THE Chancellor of the Exchequer’s next budget is due on March 8.

Mr Hammond is a more cautious chap that his immediate predecessor, George Osborne, most of whose economic gimmicks have already unravelled.

I’m currently involved at Westminster in trying to reverse the last of Osborne’s gaffes – the sale of the highly successful Green Investment Bank to Macquarie, an Australian financial buccaneer that specialises in buying assets cheap and selling them off when the market rises.

Come March 8, East Lothian should be listening carefully to see if Chancellor Hammond has good news regarding the proposed Edinburgh and South East Scotland City Deal. City deals are a UK Treasury scheme offering chunks of capital investment to partnerships of local councils – provided those councils come up with some bright ideas to grow their local economy. Of course, the Treasury’s £2bn honey pot hardly makes up for a decade of austerity, but let’s be positive.

Unfortunately, Scotland has come at the end of the city deal programme.
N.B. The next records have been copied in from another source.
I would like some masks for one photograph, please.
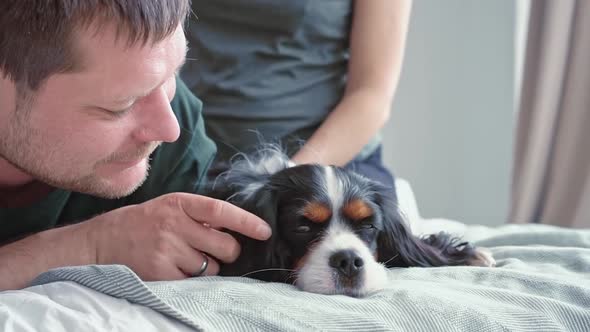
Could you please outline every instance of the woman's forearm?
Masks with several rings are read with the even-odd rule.
[[[293,156],[293,161],[345,165],[383,127],[390,109],[391,99],[371,89],[348,94]]]

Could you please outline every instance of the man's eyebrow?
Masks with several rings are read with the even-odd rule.
[[[187,41],[188,43],[188,41]],[[184,55],[182,57],[182,60],[180,61],[180,63],[176,66],[176,68],[174,69],[174,75],[178,75],[178,72],[180,71],[180,69],[184,66],[184,64],[186,63],[186,54],[188,53],[188,46],[185,48],[185,52]],[[153,91],[153,90],[152,90]],[[132,97],[125,97],[123,99],[118,99],[118,100],[113,100],[113,104],[117,104],[117,105],[127,105],[129,103],[131,103],[132,101],[135,101],[139,98],[143,98],[147,95],[149,95],[150,93],[152,93],[152,91],[149,91],[146,94],[143,95],[137,95],[137,96],[132,96]]]

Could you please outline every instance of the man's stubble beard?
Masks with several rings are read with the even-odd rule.
[[[22,103],[21,106],[30,106],[30,103]],[[106,199],[116,199],[132,194],[147,179],[150,165],[149,159],[144,176],[138,183],[128,188],[117,188],[96,175],[96,168],[99,165],[108,164],[117,160],[140,158],[152,153],[160,142],[146,143],[138,150],[132,152],[116,153],[93,166],[90,174],[68,178],[66,174],[77,174],[75,161],[56,160],[60,158],[59,148],[56,146],[41,147],[44,142],[41,133],[29,125],[30,109],[19,107],[9,120],[7,128],[0,133],[0,157],[20,171],[31,175],[35,180],[46,183],[52,187],[68,191],[75,191],[84,194],[94,195]],[[66,138],[64,138],[66,139]],[[55,144],[60,146],[61,144]],[[50,162],[47,162],[50,161]],[[144,162],[144,161],[142,161]],[[63,165],[60,171],[47,169],[46,165]],[[72,169],[73,167],[73,169]]]

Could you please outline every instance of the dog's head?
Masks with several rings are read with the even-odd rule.
[[[222,266],[222,275],[363,296],[385,286],[387,267],[462,264],[471,250],[448,236],[412,236],[391,189],[340,167],[294,166],[280,151],[266,150],[235,163],[219,180],[218,197],[273,230],[268,241],[237,235],[242,253]]]

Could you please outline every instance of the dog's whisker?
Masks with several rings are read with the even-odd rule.
[[[391,262],[392,260],[394,260],[395,258],[397,258],[397,256],[399,256],[399,254],[391,257],[390,259],[388,259],[386,262],[383,262],[383,265],[386,265],[387,263]]]
[[[248,272],[246,274],[241,275],[240,277],[245,277],[254,273],[260,273],[260,272],[268,272],[268,271],[289,271],[289,272],[295,272],[295,270],[293,269],[281,269],[281,268],[270,268],[270,269],[262,269],[262,270],[256,270],[256,271],[251,271]]]
[[[289,280],[289,279],[293,279],[293,283],[296,283],[297,282],[297,274],[295,274],[295,273],[289,274],[289,277],[287,278],[287,280]]]

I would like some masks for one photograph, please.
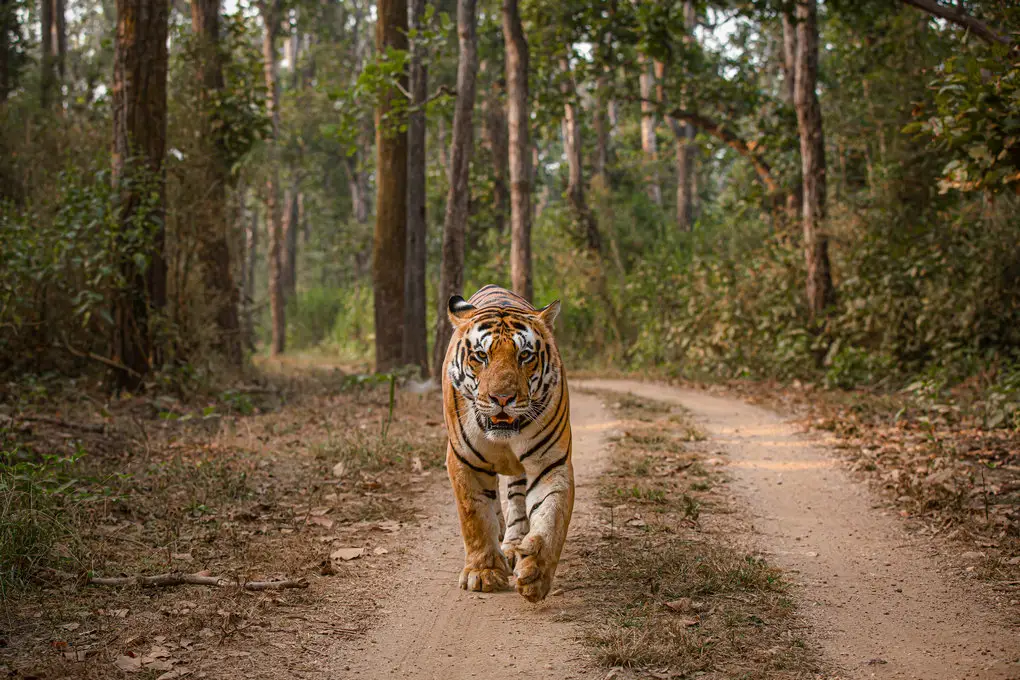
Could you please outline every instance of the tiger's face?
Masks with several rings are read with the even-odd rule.
[[[551,332],[558,312],[558,302],[526,311],[450,300],[455,349],[447,377],[464,397],[460,417],[488,439],[512,439],[548,408],[561,375]]]

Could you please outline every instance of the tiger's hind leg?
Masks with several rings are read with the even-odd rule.
[[[517,563],[517,549],[530,529],[528,510],[524,503],[524,489],[527,483],[528,476],[526,474],[507,479],[506,534],[503,536],[503,545],[500,548],[511,567]]]

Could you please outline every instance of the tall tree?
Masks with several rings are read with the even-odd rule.
[[[241,363],[238,293],[230,261],[231,228],[227,212],[230,183],[224,128],[218,120],[217,95],[223,91],[223,62],[220,46],[220,0],[191,0],[191,26],[198,42],[197,76],[200,86],[202,134],[205,144],[201,186],[205,192],[199,210],[203,217],[200,234],[203,283],[212,300],[219,332],[218,347],[228,361]]]
[[[781,16],[783,21],[783,98],[787,104],[794,106],[797,90],[797,22],[793,17],[792,9],[784,11]],[[798,178],[794,181],[790,193],[786,195],[786,215],[791,224],[796,224],[803,210],[801,191],[798,173]]]
[[[166,307],[164,201],[170,5],[117,0],[113,62],[113,183],[124,290],[114,303],[113,359],[122,387],[161,362],[152,319]],[[141,232],[141,233],[139,233]]]
[[[283,192],[283,256],[281,278],[283,298],[290,300],[297,293],[298,231],[301,230],[301,189],[297,178]]]
[[[426,0],[411,0],[411,105],[407,121],[407,270],[404,273],[404,363],[428,375],[425,320],[425,265],[428,222],[425,214],[425,100],[428,70],[421,43]]]
[[[266,178],[266,227],[269,248],[269,315],[272,339],[269,353],[282,354],[287,348],[287,307],[283,289],[283,215],[280,209],[280,69],[276,54],[276,39],[280,33],[281,0],[263,0],[259,5],[262,14],[262,63],[266,78],[266,108],[269,109],[271,131],[269,138],[269,170]]]
[[[447,317],[450,297],[463,292],[464,232],[467,229],[471,189],[468,179],[474,150],[472,111],[475,107],[475,78],[478,75],[478,39],[475,0],[457,0],[457,103],[453,111],[453,142],[450,147],[450,191],[443,220],[443,261],[439,273],[439,315],[433,347],[433,375],[439,377],[453,328]]]
[[[577,113],[577,85],[570,69],[570,60],[560,57],[563,71],[561,92],[563,94],[563,150],[567,157],[567,200],[574,211],[574,218],[581,228],[581,235],[588,250],[599,253],[602,239],[599,236],[595,216],[588,209],[584,196],[584,142],[581,137],[581,119]]]
[[[39,3],[39,48],[42,52],[39,66],[39,101],[47,108],[53,99],[53,90],[57,86],[57,55],[53,35],[54,0],[40,0]]]
[[[259,211],[255,206],[247,208],[247,191],[241,192],[241,200],[245,207],[242,209],[241,219],[244,221],[244,267],[241,302],[244,309],[244,342],[250,348],[255,348],[255,263],[258,260],[259,252]]]
[[[485,74],[488,63],[482,62],[479,71]],[[503,76],[494,77],[495,82],[487,88],[482,97],[482,139],[485,140],[485,147],[489,152],[492,163],[492,208],[495,213],[493,226],[496,231],[503,233],[506,228],[506,213],[510,207],[510,197],[507,191],[507,164],[509,163],[509,150],[507,149],[507,123],[506,110],[503,106]]]
[[[528,117],[528,41],[517,0],[503,0],[510,163],[510,281],[526,300],[531,282],[531,141]]]
[[[797,0],[797,59],[794,105],[800,131],[802,222],[807,261],[807,299],[812,317],[824,313],[835,300],[829,268],[829,239],[825,221],[825,136],[818,104],[818,6],[816,0]]]
[[[378,0],[375,45],[380,56],[407,49],[407,0]],[[407,259],[407,130],[395,120],[393,100],[407,91],[389,88],[375,110],[376,201],[372,247],[375,291],[375,370],[400,365],[404,349],[404,267]]]
[[[12,58],[12,43],[18,30],[14,0],[0,0],[0,104],[7,101],[8,94],[14,89],[16,69]],[[3,195],[0,190],[0,196]]]
[[[638,87],[641,93],[641,151],[647,165],[648,197],[656,205],[662,205],[662,188],[659,186],[659,172],[656,163],[659,160],[658,142],[655,136],[657,127],[655,120],[655,102],[652,101],[652,86],[655,78],[652,64],[643,54],[638,55]]]

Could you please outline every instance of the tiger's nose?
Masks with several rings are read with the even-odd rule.
[[[489,400],[506,408],[517,399],[516,394],[490,394]]]

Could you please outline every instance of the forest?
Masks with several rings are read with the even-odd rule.
[[[198,555],[180,522],[303,517],[300,568],[206,563],[262,578],[411,521],[372,485],[441,465],[489,283],[562,302],[571,376],[809,414],[1018,583],[1015,0],[0,0],[0,671],[52,588]],[[251,447],[302,437],[286,505]],[[150,557],[89,538],[128,520]]]

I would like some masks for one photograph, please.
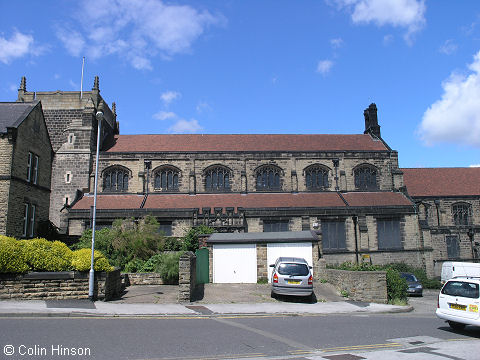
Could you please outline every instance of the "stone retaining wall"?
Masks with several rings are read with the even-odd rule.
[[[196,288],[196,256],[193,252],[187,251],[178,263],[178,302],[193,301]]]
[[[320,261],[319,278],[333,284],[340,292],[346,291],[354,301],[385,304],[387,297],[386,271],[347,271],[326,269],[325,260]]]
[[[160,274],[157,273],[125,273],[125,282],[130,285],[163,285]]]
[[[0,274],[0,299],[88,299],[88,272],[32,272]],[[111,300],[123,291],[120,269],[95,273],[94,297]]]

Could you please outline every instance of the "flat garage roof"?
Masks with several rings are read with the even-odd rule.
[[[315,231],[280,231],[250,233],[215,233],[207,240],[209,244],[239,243],[282,243],[282,242],[317,242]]]

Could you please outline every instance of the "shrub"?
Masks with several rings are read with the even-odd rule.
[[[182,250],[195,252],[198,249],[198,235],[213,234],[214,232],[214,229],[205,225],[191,228],[183,237]]]
[[[124,271],[127,273],[143,272],[141,269],[145,261],[141,259],[130,260],[127,265],[125,265]]]
[[[389,302],[407,301],[407,281],[400,272],[393,268],[387,269],[387,296]]]
[[[33,271],[71,270],[72,251],[60,241],[21,240],[25,260]]]
[[[163,261],[163,254],[153,255],[150,259],[145,261],[140,272],[159,272],[160,264]]]
[[[80,249],[73,252],[72,266],[78,271],[88,271],[91,266],[91,249]],[[95,271],[112,271],[113,266],[108,263],[108,260],[103,254],[95,250],[93,253],[93,268]]]
[[[30,267],[20,242],[0,235],[0,273],[25,273],[28,270]]]
[[[182,252],[161,254],[161,262],[158,266],[160,274],[165,284],[178,284],[178,261]]]

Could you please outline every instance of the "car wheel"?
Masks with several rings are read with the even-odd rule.
[[[463,329],[465,329],[465,324],[460,324],[460,323],[457,323],[455,321],[449,321],[448,325],[450,325],[450,327],[453,330],[463,330]]]
[[[272,292],[270,293],[270,296],[271,296],[273,299],[276,299],[278,295],[275,294],[275,293],[273,292],[273,290],[272,290]]]

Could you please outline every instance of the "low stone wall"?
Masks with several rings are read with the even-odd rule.
[[[346,291],[354,301],[385,304],[387,297],[387,273],[385,271],[347,271],[326,269],[320,262],[318,276],[333,284],[340,292]]]
[[[88,299],[88,272],[32,272],[0,274],[0,299]],[[94,297],[111,300],[123,291],[120,269],[95,273]]]
[[[125,283],[130,285],[163,285],[160,274],[157,273],[125,273]]]
[[[193,252],[187,251],[178,262],[178,302],[193,301],[196,287],[196,256]]]

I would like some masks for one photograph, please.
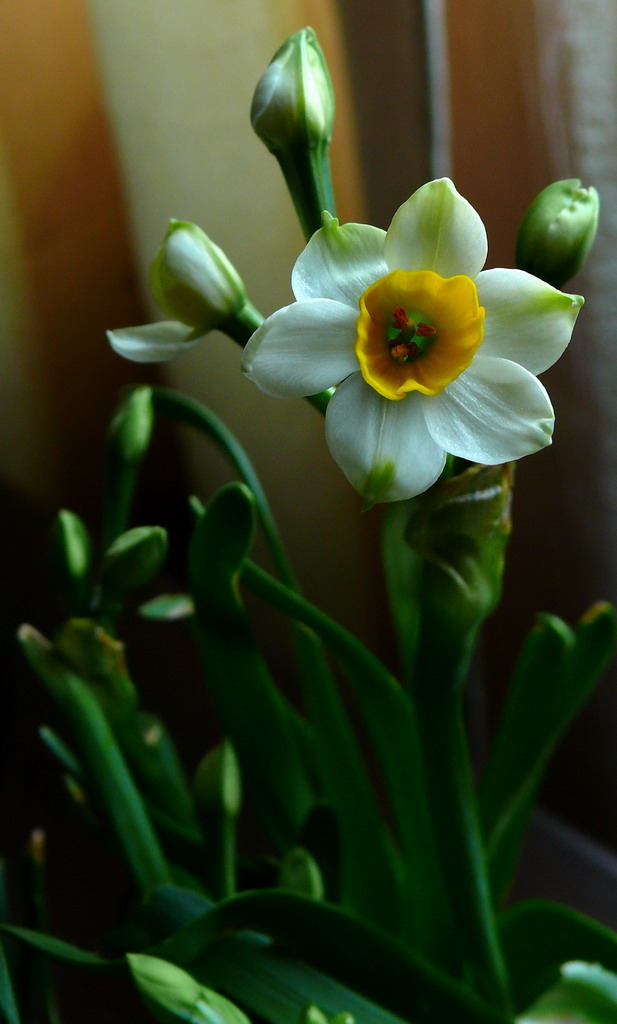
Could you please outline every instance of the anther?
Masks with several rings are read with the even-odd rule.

The first wave of deals saw extra cash for big English conurbations like Birmingham and Manchester. Since 2013, a further 18 middle-size English cities have secured funding. The first Scottish city-region to receive any money was Glasgow, while Aberdeen only got on the list last year. You’ve guessed it: the Edinburgh and South East Scotland partnership (including East Lothian) is near the back of the queue.

As part of the overall bid, East Lothian is asking for £45m. This investment will leverage in private sector cash, producing a total project value of £422m for the county. The funding is earmarked for skills training, social housing, and creating a vital innovation park at Queen Margaret University, as the driver of high-tech jobs in East Lothian. That’s a lot of bang for a £45m buck. But there’s a fly in the ointment – two, actually.

First, smaller partners in the deal consortium are having to fight for their share of the potential cash against the pull of Edinburgh. Second, the Tory Government has published a new 'industrial strategy' that – surprise! - prioritises technologies focused on the Oxford-Cambridge corridor and London.

Which means we will have to work hard to secure funding for Queen Margaret’s innovation park – on which East Lothian’s technological future hinges. In the run-up to the Budget, I will be lobbying the Treasury and the Scotland Office hard to secure the full city deal.